If additional storages are necessary or power is withheld actively, the investment cost of the PE
devices rise and/or the yield decreases.
Additional Comments from the Manufacturers
In addition to the already described requirements, comments were made to features that are
already implemented in PE devices and other topics regarding technical capabilities of grid-
connected PE devices.
Fault-ride-through capability is implemented by all manufacturers. This also applies to type 3
wind turbines. The variety of existing Fault-Ride-Through (FRT) profiles increases the effort of
implementation and testing.
The rate of change of frequency withstand capability of PE devices is generally mentioned to be
higher than the requirement for HVDC converter stations, but it has to be noted that a high rate
of change of frequency is likely to occur in correlation with power imbalances within the grid. If
the PE-connected power generating module operates in FSM during the high rate of change of
frequency, a sufficiently dynamic power source is required. Additionally, the demanded
dynamics for FSM are not specified sufficiently.
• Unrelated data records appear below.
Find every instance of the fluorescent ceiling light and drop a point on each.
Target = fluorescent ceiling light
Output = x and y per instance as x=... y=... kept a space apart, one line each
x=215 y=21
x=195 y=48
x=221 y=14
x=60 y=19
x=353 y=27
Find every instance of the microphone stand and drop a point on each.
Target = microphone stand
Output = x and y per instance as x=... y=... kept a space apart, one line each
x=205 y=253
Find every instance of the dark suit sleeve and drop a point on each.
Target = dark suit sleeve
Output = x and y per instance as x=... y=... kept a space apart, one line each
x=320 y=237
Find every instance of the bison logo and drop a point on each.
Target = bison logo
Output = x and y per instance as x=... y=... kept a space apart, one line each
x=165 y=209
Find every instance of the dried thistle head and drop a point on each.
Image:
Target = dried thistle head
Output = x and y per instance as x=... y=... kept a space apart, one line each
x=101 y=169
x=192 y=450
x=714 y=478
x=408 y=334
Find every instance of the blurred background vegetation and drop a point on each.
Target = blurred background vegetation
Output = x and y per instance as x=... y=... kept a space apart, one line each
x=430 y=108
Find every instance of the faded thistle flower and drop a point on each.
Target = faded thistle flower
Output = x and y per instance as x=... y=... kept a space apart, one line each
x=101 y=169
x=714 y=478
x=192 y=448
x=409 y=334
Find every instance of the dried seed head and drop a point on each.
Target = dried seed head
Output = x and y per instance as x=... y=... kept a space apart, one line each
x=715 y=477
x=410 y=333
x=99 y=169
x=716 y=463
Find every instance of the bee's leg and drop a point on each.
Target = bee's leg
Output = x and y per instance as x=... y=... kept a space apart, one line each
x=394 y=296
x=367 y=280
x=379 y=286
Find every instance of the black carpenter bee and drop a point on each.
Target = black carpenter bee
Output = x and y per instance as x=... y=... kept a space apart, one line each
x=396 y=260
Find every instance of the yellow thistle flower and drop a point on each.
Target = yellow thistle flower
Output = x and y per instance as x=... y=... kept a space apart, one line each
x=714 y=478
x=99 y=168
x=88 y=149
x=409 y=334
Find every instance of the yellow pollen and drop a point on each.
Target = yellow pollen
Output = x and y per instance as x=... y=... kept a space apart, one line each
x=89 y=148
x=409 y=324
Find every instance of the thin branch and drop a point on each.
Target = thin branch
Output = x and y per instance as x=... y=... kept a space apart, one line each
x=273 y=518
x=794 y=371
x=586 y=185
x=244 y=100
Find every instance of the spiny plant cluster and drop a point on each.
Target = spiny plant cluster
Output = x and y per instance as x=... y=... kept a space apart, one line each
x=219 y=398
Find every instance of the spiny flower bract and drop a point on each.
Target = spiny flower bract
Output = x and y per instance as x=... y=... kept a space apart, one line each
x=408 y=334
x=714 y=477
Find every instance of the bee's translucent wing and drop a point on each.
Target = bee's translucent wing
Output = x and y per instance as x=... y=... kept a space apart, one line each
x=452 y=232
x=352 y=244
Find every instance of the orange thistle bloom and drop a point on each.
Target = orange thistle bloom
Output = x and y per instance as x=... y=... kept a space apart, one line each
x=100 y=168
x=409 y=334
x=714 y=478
The specifications to determine frequency were considered to be insufficiently precise by some
manufacturers. Depending on the implementation and filter settings, varying results of the rate
of change of frequencies can be generated. This is especially important, if the phase angle at
the connection point jumps.
PE devices allow a wide and dynamic control of active and reactive power. In general, the
necessary control interfaces are already implemented in the firmware of existing devices. In
order to control a great number of PE devices within the grid, appropriate communication
infrastructure has to be provided.
The disconnection of load is uncomplicated for PE devices, and it was mentioned that HVDC
links can even initiate a fast power reversal, if necessary.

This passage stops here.